Canada: Anti-Loss Trading Rules May Impact Investment Trusts

For several decades, corporations have been subject to the Income Tax Act's "loss streaming" rules, which restrict a corporation's ability to carry forward losses and certain credits following an acquisition of control of the corporation. In the absence of these rules, a profitable corporation would be able to acquire a corporation with accrued losses, amalgamate with it, and carry the accrued losses forward to shelter future income. The loss streaming rules limit the effectiveness of this kind of transaction in a number of ways, including by preventing a corporation from carrying forward capital losses after an acquisition of control, and by only allowing non-capital losses to be carried forward and deducted against income from the same business or a similar business as the business which generated the losses.

While these rules historically applied only to corporations, recent legislative changes have extended their applicability to trusts. We would like to draw readers' attention to a number of consequences of the amendments, particularly as they may affect investment fund trusts.

The new "Loss Restriction Rules"

The extension of the loss-streaming rules to trusts was announced by the Minister of Finance in Budget 2013. Legislation implementing the necessary changes (the Loss Restriction Rules) was enacted on December 12, 2013, retroactively to March 21, 2013. Although the Loss Restriction Rules are targeted at preventing a very specific type of transaction, they will apply broadly to all trusts. Significantly, they could have important implications for the everyday operation of investment funds that are structured as trusts.

The Loss Restriction Rules apply where a trust is subject to a "loss restriction event". A loss restriction event occurs where a person becomes a majority-interest beneficiary of the trust or a group becomes a majority-interest group of beneficiaries of the trust. A majority-interest beneficiary of a trust is a beneficiary (including a partnership) that, together with all affiliated persons, has an interest in the income or capital of the trust that is greater than 50% of the fair market value of all the interests in the income or capital of the trust. Generally speaking, a majority-interest group of beneficiaries is a group of beneficiaries that, if all their interests were aggregated, would hold greater than 50% of the fair market value of all the interests in the income or capital of the trust, provided that this threshold would still be met if any member of the group were not a member of the group. Several other supporting and interpretive rules exist, including rules intended to prevent transfers between certain affiliated persons from giving rise to a loss restriction event. A loss restriction event will not be triggered when a person ceases to be a majority-interest beneficiary.
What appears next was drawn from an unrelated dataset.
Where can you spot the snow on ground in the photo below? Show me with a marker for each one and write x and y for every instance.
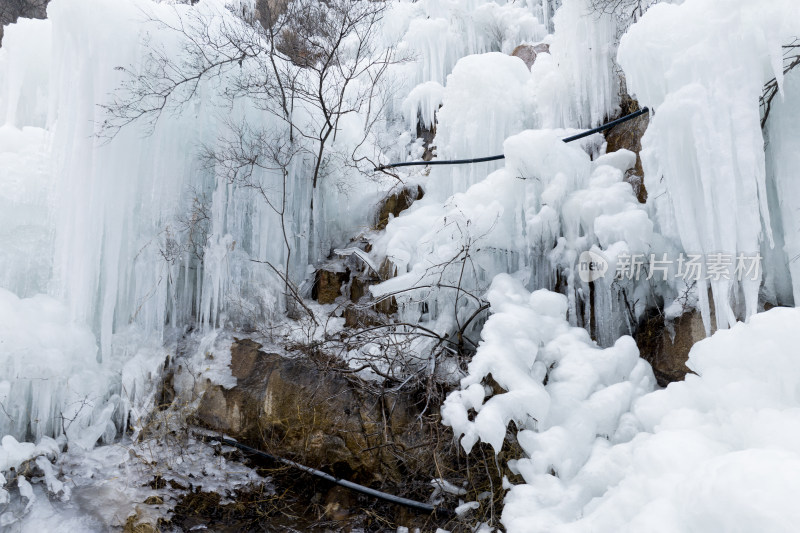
(718, 452)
Consequences of the new rules

When a trust becomes subject to a loss restriction event, several consequences will occur which can have material significance for an investment fund:

  • Expiry and use of certain losses: on a loss restriction event, any accrued net capital losses of a trust will expire and any net capital losses realized after the event cannot be carried back to a time before the event. As well, the trust will be forced to immediately recognize any accrued by unrealized losses on non-depreciable capital property. If the trust changes its business subsequent to the loss restriction event, it may be unable to deduct business losses accrued prior to the loss restriction event.
  • Deemed year-end: on a loss restriction event, the current taxation year of the trust will be deemed to end at the beginning of the day on which the event occurred. From a compliance perspective, the trust will need to make its regular end-of-year filings at the end of the short taxation year. This will include filing its T3 Return and issuing T3 slips to unitholders within 90-days of the deemed year end. A mutual fund trust which is subject to a loss restriction event in its first taxation year will also need to ensure that it files the election to be a mutual fund trust from the beginning of its first taxation year in its tax return for the short taxation year. The short taxation year will also shorten the amount of time that the trust has to meet the requirements to qualify as a mutual fund trust, since the requirements must be met within 90-days of the end of the trust's first taxation year (provided the proper election is filed). As well, investment funds will need to consider whether their automatic distribution mechanism (which generally distributes all income remaining at the end of a taxation year to unitholders to ensure that the fund itself does not become liable to tax) will apply to cause a distribution after a short taxation year. Similarly, assuming that the additional distribution is normally made in units, it will be necessary to ensure that the distribution is automatically followed by a consolidation of units or a recalculation of the net asset value of the outstanding units, as appropriate.
  • Mergers: the new rules will create complexities in the context of mergers (both taxable and tax-deferred) between trusts, and may restrict the ability to carry forward losses of one or more of the predecessor trusts.


The Loss Restriction Rules are detailed and complex, and could have significant implications for investment funds that operate as trusts and that become subject to a loss restriction event. For existing funds, managers should consider whether, based on subscriptions, trades and redemptions of units, a person or group of persons could acquire more than 50% of the capital or income entitlements of the trust. To be proactive, on the creation of a trust, measures may need to be taken regarding ownership restrictions (similar to restrictions commonly found in a declaration of trust for a mutual trust which prohibit non-residents from owning a majority of the trust units) to ensure that a loss restriction event can be avoided. In addition, managers should take measures to ensure that, should the trust become subject to a loss restriction event, it will be able to deal with the resulting administrative requirements.

The content of this article is intended to provide a general guide to the subject matter. Specialist advice should be sought about your specific circumstances.